Had a mixed day yesterday, with some stocks showing strong moves while others remained relatively unchanged. However, this is not unexpected as price movements in the stock market are characterized by periods of ups, downs, and sideways movements. After a significant move like the one we’ve experienced recently, it’s healthy for stocks to pull back, as this provides more buying opportunities to continue riding the trend.
📈📉 S&P 500 Futures Update
We are approaching the last swing highs area from February, as we went almost straight up from $4000 to $4150. It’s important to note that the market may need a breather here, and some sideways action or chop wouldn’t be the worst thing.
As we discussed earlier, the price of this asset has surged rapidly and this is evident from the zoomed-in view on the 4-hour chart. The white line depicts the sharp upward movement which has now hit the resistance zone. With such a steep momentum, we can anticipate a slowdown in the near future and the price to retrace back towards the 200 moving average. This could potentially offer us a chance to ride the next wave.

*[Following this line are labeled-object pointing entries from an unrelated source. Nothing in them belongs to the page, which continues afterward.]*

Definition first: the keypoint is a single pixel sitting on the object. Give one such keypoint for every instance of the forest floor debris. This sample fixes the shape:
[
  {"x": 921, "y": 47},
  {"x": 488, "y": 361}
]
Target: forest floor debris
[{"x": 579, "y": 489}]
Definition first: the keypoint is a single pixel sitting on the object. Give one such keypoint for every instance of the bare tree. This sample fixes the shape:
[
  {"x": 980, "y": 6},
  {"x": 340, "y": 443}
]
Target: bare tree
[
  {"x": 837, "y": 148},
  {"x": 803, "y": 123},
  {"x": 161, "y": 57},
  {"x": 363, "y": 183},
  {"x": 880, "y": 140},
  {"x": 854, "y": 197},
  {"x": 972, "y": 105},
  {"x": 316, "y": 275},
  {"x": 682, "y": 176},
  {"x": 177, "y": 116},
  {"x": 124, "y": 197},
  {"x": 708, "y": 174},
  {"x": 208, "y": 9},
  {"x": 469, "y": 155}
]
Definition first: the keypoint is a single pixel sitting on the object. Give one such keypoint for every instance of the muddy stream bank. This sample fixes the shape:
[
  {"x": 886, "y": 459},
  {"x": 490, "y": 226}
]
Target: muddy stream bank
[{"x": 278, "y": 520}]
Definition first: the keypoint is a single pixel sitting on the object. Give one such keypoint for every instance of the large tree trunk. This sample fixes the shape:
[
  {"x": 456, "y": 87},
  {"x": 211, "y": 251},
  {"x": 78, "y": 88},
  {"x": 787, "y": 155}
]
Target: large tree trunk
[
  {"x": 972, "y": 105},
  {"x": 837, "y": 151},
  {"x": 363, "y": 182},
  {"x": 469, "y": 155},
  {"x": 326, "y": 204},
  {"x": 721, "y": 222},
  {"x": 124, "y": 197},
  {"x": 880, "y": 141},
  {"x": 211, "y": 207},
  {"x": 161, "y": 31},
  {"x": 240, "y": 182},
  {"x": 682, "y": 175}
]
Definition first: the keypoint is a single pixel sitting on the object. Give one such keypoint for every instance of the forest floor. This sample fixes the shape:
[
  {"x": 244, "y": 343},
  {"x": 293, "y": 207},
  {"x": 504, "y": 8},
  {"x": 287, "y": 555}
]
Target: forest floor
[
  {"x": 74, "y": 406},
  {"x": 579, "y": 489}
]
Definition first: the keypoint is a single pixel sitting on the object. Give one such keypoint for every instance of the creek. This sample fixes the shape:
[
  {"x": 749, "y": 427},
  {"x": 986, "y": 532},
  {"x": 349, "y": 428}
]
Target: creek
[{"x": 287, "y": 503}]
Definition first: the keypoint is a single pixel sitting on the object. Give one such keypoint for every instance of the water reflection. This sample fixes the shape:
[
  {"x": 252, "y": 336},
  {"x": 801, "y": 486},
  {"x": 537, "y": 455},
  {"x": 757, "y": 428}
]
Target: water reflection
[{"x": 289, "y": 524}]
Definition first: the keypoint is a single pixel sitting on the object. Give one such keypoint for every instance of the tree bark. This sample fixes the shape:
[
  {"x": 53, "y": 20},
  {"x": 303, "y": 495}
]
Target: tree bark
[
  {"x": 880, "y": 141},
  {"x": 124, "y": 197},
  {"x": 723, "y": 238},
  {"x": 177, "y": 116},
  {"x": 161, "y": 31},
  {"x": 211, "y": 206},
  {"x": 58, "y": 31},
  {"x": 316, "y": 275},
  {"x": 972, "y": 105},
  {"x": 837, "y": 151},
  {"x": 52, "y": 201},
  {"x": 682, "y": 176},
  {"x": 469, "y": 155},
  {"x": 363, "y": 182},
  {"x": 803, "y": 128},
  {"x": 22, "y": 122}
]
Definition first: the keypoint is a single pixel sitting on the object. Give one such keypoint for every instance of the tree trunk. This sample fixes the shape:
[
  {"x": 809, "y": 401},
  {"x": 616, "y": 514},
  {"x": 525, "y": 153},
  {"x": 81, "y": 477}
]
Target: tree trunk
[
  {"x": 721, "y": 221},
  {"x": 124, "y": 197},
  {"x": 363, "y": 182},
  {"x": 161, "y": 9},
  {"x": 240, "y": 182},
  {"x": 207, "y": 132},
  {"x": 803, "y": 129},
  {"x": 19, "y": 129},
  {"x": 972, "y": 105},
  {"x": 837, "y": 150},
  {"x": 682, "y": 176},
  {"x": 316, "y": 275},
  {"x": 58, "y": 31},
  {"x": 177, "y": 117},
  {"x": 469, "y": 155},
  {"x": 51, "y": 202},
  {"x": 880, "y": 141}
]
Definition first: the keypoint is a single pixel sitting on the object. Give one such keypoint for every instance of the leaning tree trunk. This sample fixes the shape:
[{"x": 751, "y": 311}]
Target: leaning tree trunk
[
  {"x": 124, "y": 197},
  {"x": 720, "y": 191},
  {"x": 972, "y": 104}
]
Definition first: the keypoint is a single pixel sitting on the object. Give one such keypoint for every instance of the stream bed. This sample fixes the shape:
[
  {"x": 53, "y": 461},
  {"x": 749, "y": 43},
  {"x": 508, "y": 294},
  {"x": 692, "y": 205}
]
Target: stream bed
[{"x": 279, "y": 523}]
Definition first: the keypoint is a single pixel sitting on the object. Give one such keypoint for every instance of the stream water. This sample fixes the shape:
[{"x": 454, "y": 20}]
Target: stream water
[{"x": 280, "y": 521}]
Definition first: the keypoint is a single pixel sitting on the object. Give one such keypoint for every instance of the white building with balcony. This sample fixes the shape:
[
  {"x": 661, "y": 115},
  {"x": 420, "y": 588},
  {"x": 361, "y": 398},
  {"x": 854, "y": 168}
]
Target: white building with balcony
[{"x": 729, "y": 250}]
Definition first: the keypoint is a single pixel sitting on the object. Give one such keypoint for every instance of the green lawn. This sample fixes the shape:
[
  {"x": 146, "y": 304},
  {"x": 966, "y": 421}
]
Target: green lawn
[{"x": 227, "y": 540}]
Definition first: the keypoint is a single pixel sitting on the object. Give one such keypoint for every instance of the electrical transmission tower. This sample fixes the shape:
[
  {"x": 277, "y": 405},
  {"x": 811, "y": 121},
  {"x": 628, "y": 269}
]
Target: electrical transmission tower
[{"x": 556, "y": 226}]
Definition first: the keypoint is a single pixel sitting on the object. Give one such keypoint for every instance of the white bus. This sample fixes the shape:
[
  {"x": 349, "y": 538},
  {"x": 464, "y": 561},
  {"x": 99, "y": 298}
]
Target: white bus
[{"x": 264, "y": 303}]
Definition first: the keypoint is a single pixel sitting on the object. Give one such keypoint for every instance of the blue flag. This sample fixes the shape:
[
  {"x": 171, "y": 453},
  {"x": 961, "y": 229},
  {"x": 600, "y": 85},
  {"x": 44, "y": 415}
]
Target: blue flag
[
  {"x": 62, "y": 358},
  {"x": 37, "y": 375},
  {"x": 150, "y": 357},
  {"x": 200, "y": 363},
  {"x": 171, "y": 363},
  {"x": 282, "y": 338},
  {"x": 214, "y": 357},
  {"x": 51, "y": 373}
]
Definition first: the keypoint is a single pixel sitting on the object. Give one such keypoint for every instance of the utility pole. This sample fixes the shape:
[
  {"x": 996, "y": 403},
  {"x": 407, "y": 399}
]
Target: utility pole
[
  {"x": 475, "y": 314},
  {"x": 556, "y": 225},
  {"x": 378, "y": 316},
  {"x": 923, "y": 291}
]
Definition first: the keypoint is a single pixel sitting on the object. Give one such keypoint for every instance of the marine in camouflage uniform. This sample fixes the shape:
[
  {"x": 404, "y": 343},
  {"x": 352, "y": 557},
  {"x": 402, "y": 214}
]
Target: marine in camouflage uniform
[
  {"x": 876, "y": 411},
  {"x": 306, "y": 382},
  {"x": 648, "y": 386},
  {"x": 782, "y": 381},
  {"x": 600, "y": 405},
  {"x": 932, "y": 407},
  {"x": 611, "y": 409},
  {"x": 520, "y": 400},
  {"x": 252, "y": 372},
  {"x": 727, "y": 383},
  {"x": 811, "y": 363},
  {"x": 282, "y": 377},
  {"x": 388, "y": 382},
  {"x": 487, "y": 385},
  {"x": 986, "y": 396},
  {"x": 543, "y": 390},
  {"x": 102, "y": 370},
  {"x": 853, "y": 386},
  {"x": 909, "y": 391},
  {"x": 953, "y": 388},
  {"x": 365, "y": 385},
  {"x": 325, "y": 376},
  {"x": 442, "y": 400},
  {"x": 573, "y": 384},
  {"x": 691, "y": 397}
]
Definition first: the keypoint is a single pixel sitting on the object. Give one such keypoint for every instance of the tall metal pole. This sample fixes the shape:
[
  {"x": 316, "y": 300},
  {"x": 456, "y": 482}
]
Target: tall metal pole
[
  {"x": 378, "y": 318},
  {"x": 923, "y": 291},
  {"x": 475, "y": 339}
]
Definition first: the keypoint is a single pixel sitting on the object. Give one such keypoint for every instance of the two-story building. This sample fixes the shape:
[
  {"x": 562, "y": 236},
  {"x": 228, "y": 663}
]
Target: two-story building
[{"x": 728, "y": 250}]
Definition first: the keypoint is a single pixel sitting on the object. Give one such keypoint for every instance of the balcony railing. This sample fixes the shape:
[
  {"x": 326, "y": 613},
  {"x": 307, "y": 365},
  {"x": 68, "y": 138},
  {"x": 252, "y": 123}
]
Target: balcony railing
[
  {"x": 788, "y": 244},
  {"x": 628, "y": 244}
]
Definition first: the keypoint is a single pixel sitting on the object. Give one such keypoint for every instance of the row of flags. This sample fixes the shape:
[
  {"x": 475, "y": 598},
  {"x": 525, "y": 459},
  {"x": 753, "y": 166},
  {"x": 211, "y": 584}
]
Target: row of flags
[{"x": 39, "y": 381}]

Tesla experienced a drop for the majority of yesterday’s session, as shown on the top of the one-minute chart. Price kept pushing lower throughout the day, but towards the end of the day, there was a change in character. The price was able to recapture its 200 moving average, and this morning, it’s opening up higher. These are great characteristics to see. We want the price to slowly trickle lower but keep making a push towards the highs. This is how bullish price action is made: a series of higher highs with lower lows. It’s important to note that this needs to keep happening on higher time frames, as that has a much more significant impact than just one day of one-minute candles.
Today, my focus is on TSLA, NFLX, and AMD. I have them on my watchlist and I’ll wait for the right opportunities to present themselves. It’s important to stick to your trading plan and go with the trend instead of fighting it.